Deputi Bidang Pencegahan dan Monitoring KPK Pahala Nainggolan menyebutkan tujuh dari 12 Kantah di Jabodetabek, sebesar 90 persen layanan peralihan hak menggunakan kuasa. Bahkan seluruh Kantah di Jakarta Utara dan Jakarta Barat 100 persen layanan peralihan menggunakan kuasa.

Masifnya penggunaan kuasa pada saat proses layanan pertanahan disebabkan oleh beberapa hal. Pertama, jenis layanan pertanahan belum dipahami masyarakat secara jelas, kedua, sebagian besar layanan pertanahan belum online.

Ketiga, layanan pertanahan yang dapat diakses secara online (cek sertifikat, hak tanggungan, surat keterangan pendaftaran tanah, informasi zona nilai tanah) hanya dapat diakses oleh akun PPAT/mitra. Keempat, layanan pertanahan melalui PPAT/mitra lebih cepat selesai, kelima, layanan peralihan hak mayoritas di-bundling oleh PPAT.

“Akibatnya layanan melalui kuasa membuat biaya layanan menjadi lebih mahal dari tarif resmi. Juga membuka peluang terjadinya gratifikasi dari tarif resmi,” kata Pahala.

Permasalahan selanjutnya ialah waktu layanan melebihi Service Level Agreement (SLA) dan terjadi diskriminasi pelayanan. Ditemukan sebesar 74 persen berkas melebihi SLA/SOP—dimana Kantah dengan ketidakpastian paling tinggi ialah Kota Depok 91,14 persen; Kabupaten Bekasi 87,5 persen; dan Kabupaten Bogor 86,9 persen.

Ketidaktepatan SLA terjadi pada tiga jenis layanan yaitu peralihan hak jual beli 90,3 persen; perubahan hak atas tanah 73,4 persen; dan roya sebesar 73,3 persen. Setelah dilakukan monitoring, penyebabnya ialah tidak ada reward dan punishment untuk pelanggaran SOP, dugaan adanya dukungan dana dari PPAT/mitra, dan ketepatan waktu tidak menjadi target kerja Kantah.

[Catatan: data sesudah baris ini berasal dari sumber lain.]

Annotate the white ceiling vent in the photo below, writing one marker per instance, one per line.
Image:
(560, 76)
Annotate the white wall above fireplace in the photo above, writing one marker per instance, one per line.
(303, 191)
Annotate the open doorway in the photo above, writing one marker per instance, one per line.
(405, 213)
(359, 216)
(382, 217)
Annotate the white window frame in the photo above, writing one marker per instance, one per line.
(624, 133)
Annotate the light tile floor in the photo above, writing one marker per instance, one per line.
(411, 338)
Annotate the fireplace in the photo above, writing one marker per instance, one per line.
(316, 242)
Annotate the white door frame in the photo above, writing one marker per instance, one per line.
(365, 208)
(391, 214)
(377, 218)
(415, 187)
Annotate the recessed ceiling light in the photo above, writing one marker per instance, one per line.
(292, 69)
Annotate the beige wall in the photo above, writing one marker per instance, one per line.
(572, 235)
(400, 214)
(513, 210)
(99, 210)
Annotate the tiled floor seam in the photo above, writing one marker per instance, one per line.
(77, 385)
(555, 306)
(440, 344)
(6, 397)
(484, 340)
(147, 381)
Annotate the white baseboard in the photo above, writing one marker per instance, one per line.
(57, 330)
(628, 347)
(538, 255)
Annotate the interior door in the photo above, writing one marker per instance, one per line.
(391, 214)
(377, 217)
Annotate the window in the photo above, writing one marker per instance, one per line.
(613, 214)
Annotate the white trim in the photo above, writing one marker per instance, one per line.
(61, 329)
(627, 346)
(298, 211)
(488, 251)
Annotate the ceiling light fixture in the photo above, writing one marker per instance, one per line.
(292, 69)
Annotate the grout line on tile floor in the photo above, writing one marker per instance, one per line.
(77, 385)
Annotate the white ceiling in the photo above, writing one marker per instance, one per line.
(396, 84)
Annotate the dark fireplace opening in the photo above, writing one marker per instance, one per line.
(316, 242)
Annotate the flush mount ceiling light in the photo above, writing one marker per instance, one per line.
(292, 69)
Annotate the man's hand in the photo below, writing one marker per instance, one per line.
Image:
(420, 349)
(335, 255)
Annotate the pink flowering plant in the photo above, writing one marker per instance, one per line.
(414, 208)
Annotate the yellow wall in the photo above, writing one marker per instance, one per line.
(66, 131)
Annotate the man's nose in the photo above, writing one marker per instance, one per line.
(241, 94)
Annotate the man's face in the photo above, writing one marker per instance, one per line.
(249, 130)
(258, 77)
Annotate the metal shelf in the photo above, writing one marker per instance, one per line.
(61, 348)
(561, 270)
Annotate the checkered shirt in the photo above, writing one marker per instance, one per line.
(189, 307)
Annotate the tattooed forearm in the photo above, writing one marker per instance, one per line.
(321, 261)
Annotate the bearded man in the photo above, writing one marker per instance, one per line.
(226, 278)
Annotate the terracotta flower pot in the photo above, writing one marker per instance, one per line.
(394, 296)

Di sisi lain akibat penggunaan kuasa, maka terjadi masalah pengenaan biaya tambahan di luar PNBP yang cukup tinggi. Penyebabnya ialah sulitnya pengaturan terkait besaran biaya jasa pengurusan layanan pertanahan oleh kuasa dimana biaya ditentukan berdasarkan negosiasi karena pertimbangan ketidakpastian layanan.

“Terjadi tindak pidana korupsi berupa pungli, suap, dan gratifikasi sebagai alasan mempercepat/akselerasi layanan,” ujarnya.

KPK turut menemukan permasalahan adanya berkas yang telah selesai namun belum diserahkan. Setidaknya terdapat 12.142 berkas 2021 di 13 Kantah Jabodetabek pada Komputerisasi Kantor Pertanahan (KKP) berstatus selesai namun belum diserahkan. Hal ini disebabkan oleh tidak adanya pemberitahuan kepada pemohon bagi yang belum menginstall 'Aplikasi Sentuh Tanahku.'

Di sisi lain, lemahnya pengawasan kesesuaian status berkas fisik dengan berkas digital di aplikasi dan penerima kuasa tidak mengambil berkas yang sudah selesai. Jika dibiarkan hal ini akan menimbulkan kerawanan berupa berkas hilang.

Dari semua penjelasan di atas, dapat diambil benang merahnya bahwa pengawasan terhadap layanan pertanahan di Indonesia masih sangat lemah. Dimana Kementerian ATR/BPN masih kurang melakukan pembinaan dan pengenaan sanksi kepada PPAT yang melanggar aturan juga SOP.

Sehingga hal itu akan berdampak kepada pelayanan yang masyarakat dapatkan. Mulai dari tingginya biaya, terjadi gratifikasi dalam proses pengukuran tanah, dan ketidakpastian layanan dan potensi terjadi penyimpangan.